Als talentiert gilt er seit dem ersten Rennen, damals in Bahrain holte er auf Anhieb zwei Punkte im Außenseiterteam Williams. Seither wartet er auf ein Siegerauto, ausgerechnet nach zwei Nullnummern (Plätze zwölf und 13) zum Saisonstart hat er es in China bekommen. Und musste den erlernten Beruf neu definieren: "Es ging die ganze Zeit eigentlich nur ums Reifenschonen." So richtig fassen kann er das Ganze vermutlich noch nicht, statt zur ganz großen Party ging es ins Briefing mit den Ingenieuren. Selten dürfte es dem Wiesbadener so viel Spaß gemacht haben, die Computerdiagramme zu verfolgen, wie auf dem Shanghai International Circuit.
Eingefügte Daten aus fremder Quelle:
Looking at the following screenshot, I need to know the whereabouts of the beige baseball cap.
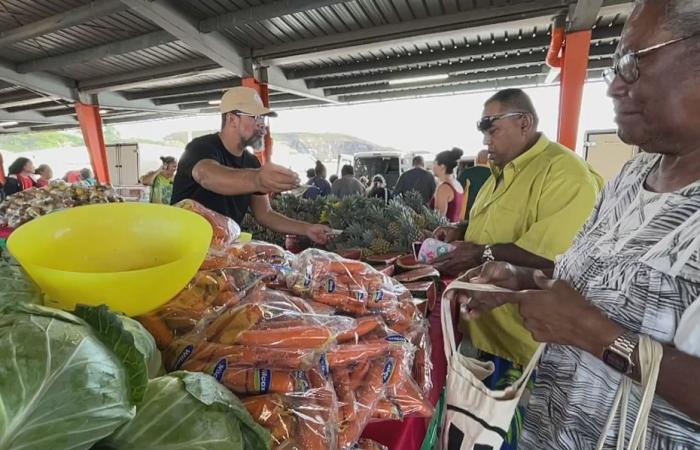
[219,86,277,117]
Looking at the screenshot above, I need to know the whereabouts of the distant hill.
[163,131,396,161]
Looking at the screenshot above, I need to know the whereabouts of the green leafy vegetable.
[0,304,135,450]
[75,305,150,404]
[0,258,43,305]
[97,372,270,450]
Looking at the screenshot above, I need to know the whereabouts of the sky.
[116,82,615,155]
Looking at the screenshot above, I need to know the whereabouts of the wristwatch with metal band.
[603,331,639,375]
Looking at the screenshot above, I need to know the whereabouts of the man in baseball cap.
[171,87,331,243]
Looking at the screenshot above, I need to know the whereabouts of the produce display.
[0,182,124,228]
[137,206,433,450]
[242,191,447,256]
[0,201,434,450]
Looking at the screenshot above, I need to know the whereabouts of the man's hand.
[433,241,484,277]
[433,225,466,242]
[509,271,624,357]
[255,163,301,194]
[455,261,534,320]
[306,224,333,244]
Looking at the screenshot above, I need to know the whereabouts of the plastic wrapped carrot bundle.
[353,439,389,450]
[175,199,241,249]
[289,249,398,308]
[137,269,261,350]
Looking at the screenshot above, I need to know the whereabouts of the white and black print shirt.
[519,154,700,450]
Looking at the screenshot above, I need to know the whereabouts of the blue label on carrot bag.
[211,358,228,381]
[255,369,272,394]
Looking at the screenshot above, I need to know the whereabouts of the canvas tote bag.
[441,280,544,450]
[596,335,663,450]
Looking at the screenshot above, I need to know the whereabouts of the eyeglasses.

Sie zeigten vor allem eins - eine Ideallinie. "Du wirst sehen, Nico", sagt Niki Lauda, "von nun an wird’s leichter werden.“ Rosberg antwortet: "Wenn das so ist, geht das in Ordnung." Allerdings werden nicht immer so konstant angenehme Temperaturen herrschen wie im Sumpfland vor Shanghai – diese haben perfekt mit den Reifen bei Mercedes harmoniert.
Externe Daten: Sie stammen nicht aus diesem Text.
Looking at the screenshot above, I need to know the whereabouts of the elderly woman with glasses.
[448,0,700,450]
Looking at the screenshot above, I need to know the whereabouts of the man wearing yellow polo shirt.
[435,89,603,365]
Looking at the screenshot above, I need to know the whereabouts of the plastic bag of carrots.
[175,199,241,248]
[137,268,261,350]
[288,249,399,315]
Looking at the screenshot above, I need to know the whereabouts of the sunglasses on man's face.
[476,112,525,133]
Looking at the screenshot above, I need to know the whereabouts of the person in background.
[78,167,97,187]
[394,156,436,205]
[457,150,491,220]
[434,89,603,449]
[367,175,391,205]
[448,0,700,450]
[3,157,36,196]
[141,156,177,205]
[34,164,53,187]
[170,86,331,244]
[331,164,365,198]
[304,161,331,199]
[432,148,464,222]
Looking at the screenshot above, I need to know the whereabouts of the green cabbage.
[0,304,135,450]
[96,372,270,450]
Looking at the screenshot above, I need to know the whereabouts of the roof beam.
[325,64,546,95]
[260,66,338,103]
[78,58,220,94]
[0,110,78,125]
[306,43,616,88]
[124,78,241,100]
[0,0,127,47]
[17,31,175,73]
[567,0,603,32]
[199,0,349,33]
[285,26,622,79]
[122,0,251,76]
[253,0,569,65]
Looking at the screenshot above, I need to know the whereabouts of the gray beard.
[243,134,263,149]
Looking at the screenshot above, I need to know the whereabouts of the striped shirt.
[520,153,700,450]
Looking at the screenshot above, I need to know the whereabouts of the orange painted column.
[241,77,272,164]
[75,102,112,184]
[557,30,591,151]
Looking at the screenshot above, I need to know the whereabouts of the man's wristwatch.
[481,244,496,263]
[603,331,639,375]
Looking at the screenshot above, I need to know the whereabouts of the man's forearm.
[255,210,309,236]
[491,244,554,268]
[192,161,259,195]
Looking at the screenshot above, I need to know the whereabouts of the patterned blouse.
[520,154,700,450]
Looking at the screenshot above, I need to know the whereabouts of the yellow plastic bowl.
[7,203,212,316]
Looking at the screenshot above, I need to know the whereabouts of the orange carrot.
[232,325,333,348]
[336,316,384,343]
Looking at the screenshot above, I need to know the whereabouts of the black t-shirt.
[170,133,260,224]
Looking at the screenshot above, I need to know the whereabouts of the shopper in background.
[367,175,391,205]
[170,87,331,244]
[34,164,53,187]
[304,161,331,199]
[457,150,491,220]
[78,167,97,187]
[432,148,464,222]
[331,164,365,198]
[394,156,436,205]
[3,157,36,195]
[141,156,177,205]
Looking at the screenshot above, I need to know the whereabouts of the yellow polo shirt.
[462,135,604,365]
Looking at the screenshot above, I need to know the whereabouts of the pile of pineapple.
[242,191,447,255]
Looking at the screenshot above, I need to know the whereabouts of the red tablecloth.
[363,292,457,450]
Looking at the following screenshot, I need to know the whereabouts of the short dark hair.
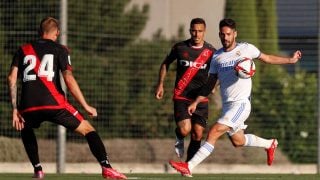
[219,18,237,30]
[38,16,60,36]
[190,18,206,27]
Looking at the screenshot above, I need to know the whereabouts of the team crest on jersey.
[182,51,189,59]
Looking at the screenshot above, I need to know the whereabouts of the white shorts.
[218,100,251,136]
Schumacher schon wieder angriffslustig

Damals, 1955 in Monza, feierte Mercedes einen Doppelsieg. Der wäre, das glaubt nicht nur Sportchef Haug, auch diesmal drin gewesen. Michael Schumacher kam zwar am Start nicht ganz so gut weg wie Rosberg, aber der Rekordweltmeister erfüllte seine Rolle, dem Junior-Kollegen den Rücken frei zu halten, perfekt. Jedenfalls so lange, bis die Nervosität über die ungekannte Doppelführung bei der Boxenmannschaft überhand nahm. Die Reifenwechsler in Silber halten den Formel-1-Rekord, schaffen vier Räder in unter drei Sekunden. Diesmal patzte nur der rechte Vordermann, Schumacher rollte mit einem nicht festgemachten Rad los. Er merkte es sofort, griff erst gar nicht ins Geschehen ein – das Aus in Runde 13, der dritte unverschuldete Zwischenfall im dritten Rennen.

Rosbergs neue Stärke fordern auch Schumi heraus, der noch nicht entschieden hat, ob er vielleicht ein viertes Jahr an sein Comeback dran hängt. Erstmal musste er den Pechvogel von der Box trösten. Danach kündeten seine Gesichtszüge schon wieder von Angriffslust. Die Paarung Rosberg-Schumacher ist spätestens seit Sonntag zu einer der interessantesten der Formel 1 geworden. Der Ehrgeiz ist auf beiden Seiten gleich groß. Jetzt kann der Generationenkonflikt erst richtig beginnen.